We were both new to our respective roles in academia. I'm about to see the new crop of your kind at Columbus State University next week, so I'd love to share three points of observation from Year One.
First, your professor -- like you -- is a human being. She is not a robot, void of emotion. She is not perfect. She does not know everything. In fact, she is inevitably going to learn something from you and your peers this fall.
Why mention this seemingly obvious fact? Because most of you avoid your professors like the plague. You show up, take notes and scurry out as soon as class is dismissed. This is a loss for both parties, especially when you come running in the eleventh hour, panicked about your grade and understanding of the material.
All CSU professors hold regular office hours, but I ended up spending nearly all of mine alone last year. I'm not keen on mandating private check-ins with students, because that opposes the spirit of office hours. Try to see your professor as a mentor and future peer. Let that encourage you to speak regularly with her about what you're learning, why it's confusing or fabulous or lame, and how you can engage it in a way that serves you better.
Second, please understand that the first drafts of your written assignments need a lot of work. First drafts are called "first" for that very reason. Don't take it personally. Also, take the time to proofread your work. Use spell and grammar check when typing up assignments. I was most appalled last year by the rampant typos and grammatical errors in papers, as if we were still living in the age of the typewriter and students were writing blindfolded. Microsoft Word practically does the work for you! Just take the time to read it over and refine it before sending it in.

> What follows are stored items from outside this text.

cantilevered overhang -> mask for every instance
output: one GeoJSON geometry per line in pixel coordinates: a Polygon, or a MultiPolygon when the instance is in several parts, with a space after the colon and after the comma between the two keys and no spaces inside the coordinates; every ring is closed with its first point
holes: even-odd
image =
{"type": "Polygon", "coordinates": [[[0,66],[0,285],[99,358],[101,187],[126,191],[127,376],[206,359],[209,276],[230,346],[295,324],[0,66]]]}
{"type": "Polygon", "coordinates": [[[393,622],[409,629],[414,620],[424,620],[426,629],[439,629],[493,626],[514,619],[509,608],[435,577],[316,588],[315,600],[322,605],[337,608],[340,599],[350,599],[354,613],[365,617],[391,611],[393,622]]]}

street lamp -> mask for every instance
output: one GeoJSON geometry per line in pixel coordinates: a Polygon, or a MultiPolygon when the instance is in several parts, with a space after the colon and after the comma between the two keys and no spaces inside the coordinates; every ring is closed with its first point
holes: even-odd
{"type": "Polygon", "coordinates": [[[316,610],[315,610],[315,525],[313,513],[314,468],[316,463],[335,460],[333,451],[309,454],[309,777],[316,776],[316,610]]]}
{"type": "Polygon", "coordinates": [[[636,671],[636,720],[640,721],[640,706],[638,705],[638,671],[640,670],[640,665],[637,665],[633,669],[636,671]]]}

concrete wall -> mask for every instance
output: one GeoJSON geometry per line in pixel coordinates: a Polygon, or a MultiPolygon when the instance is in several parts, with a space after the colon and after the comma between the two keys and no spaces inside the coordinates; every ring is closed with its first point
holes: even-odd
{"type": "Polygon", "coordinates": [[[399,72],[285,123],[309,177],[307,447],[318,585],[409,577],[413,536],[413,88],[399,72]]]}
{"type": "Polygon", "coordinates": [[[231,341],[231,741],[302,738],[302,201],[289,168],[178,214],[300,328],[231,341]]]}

Finally, you are brilliant. I'm serious. Maybe at some point someone told you otherwise, but it's evident and unique in each of you. Believe it and let it show in class. Speak up and speak out.
When you're asked what you think about certain reading material, understand that the question asks for your opinion. There is no right or wrong answer, so don't allow fear to keep you from speaking your mind. Simply share your thoughts and be prepared to explain why you think them, if asked further.

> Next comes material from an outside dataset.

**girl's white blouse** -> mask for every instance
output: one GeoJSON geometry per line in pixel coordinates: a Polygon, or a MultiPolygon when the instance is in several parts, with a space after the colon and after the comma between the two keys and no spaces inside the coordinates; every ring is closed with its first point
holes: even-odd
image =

One of my favorite parts about teaching plays has been the myriad of interpretations that students bring into discussion.
For example, I loved when a student found similarities in the attention-seeking nature of the "Real Housewives of Atlanta" and the character of Martha in Edward Albee's "Who's Afraid of Virginia Woolf?" The parallels would never once have crossed my mind, but there was something useful to be drawn from it, believe it or not.
And with that, freshman, good luck and have fun this semester! See you on campus.